How do you determine whether the function #f^('')(x) = 36x^2-12# is concave up or concave down and its intervals?

1 Answer
Aug 3, 2015

You can use the second derivative test.

Explanation:

You can determine the intervals on which your function is concave up and concave down by using the second derivative test.

ALl you have to do is examine the behavior of the second derivative around inflexion points, which are points for which the second derivative is equal to zero.

In your case, you have

#f^('') = 36x^2 - 12#

Make #f^('')=0# and see how many inflexion points you have

#36x^2 - 12 = 0#

#12(3x^2 -1) = 0#

#x^2 = 1/3#

Take the square root of both sides to get

#sqrt(x^2) = sqrt(1/3) => x = +- sqrt(3)/3#

You have two inflexion points, #x = -sqrt(3)/3# and #x = sqrt(3)/3#, so you're going to look at three intervals

  • #(-oo,-sqrt(3)/3)#

SInce you're dealing with a square number, the sign of #f^('')# will always be positive for values that belong to this interval.

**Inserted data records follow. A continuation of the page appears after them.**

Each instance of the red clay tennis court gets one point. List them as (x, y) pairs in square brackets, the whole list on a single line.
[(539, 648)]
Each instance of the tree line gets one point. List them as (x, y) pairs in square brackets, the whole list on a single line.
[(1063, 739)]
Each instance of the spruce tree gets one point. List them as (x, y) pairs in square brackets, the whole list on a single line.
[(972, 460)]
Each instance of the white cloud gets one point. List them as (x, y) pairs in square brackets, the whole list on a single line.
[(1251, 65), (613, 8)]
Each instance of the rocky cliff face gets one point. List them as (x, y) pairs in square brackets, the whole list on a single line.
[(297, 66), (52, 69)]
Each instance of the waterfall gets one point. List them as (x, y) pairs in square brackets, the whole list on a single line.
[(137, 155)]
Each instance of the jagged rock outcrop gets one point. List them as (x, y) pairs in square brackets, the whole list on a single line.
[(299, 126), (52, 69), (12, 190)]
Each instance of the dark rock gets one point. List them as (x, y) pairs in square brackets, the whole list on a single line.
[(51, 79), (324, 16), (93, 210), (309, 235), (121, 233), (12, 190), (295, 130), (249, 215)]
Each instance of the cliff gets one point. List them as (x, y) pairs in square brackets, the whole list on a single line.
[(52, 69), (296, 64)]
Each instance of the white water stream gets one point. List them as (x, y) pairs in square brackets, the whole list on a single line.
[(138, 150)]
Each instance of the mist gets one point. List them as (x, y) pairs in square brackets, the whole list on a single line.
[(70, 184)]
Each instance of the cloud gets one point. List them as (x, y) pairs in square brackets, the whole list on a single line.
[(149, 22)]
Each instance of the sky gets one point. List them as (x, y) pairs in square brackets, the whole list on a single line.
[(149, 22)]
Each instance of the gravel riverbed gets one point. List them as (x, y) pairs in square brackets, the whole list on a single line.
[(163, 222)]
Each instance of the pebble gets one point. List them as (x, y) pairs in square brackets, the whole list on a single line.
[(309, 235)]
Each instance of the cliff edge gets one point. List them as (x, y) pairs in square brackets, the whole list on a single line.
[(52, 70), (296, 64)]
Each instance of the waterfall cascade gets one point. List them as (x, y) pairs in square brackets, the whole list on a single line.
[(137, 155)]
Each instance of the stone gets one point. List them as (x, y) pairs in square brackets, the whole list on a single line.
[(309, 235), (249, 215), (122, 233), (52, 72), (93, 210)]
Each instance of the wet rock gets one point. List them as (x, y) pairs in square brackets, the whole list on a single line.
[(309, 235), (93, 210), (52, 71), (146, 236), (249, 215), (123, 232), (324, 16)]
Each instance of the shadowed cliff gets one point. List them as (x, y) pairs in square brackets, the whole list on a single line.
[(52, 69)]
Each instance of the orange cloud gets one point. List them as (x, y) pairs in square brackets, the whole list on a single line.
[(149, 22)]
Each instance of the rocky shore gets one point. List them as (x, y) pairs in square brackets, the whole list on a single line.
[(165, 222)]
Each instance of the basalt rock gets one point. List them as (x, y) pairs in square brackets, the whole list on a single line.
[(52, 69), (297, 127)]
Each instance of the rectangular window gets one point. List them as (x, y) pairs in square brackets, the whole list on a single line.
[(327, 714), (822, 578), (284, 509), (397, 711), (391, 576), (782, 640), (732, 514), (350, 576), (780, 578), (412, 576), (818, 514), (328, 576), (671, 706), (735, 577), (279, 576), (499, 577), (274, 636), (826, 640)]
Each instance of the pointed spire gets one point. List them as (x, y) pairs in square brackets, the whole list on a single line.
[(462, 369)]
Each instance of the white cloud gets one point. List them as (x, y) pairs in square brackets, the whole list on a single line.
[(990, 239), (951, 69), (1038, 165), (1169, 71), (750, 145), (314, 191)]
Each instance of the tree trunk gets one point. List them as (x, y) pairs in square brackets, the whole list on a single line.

This means that #f(x)# is concave up on this interval.

  • #(-sqrt(3)/3, sqrt(3)/3)#

This time, the expression #(3x^2-1)# will be negative for values that belong to this interval. This means that #f(x)# will be concave down on this interval.

  • #(sqrt(3)/3, +oo)#

Once again, the square of #x# will ensure that the expression #(3x^2-1)# will always be positive on this interval.

So, your function will be concave up on #(-oo,-sqrt(3)/3) uu (sqrt(3)/3, +oo)# and concave down on #(-sqrt(3)/3, sqrt(3)/3)#.

The graph of #f(x)# will have two inflexion points at #(-sqrt(3)/3, f(-sqrt(3)/3))# and #(sqrt(3)/3, f(sqrt(3)/3))#.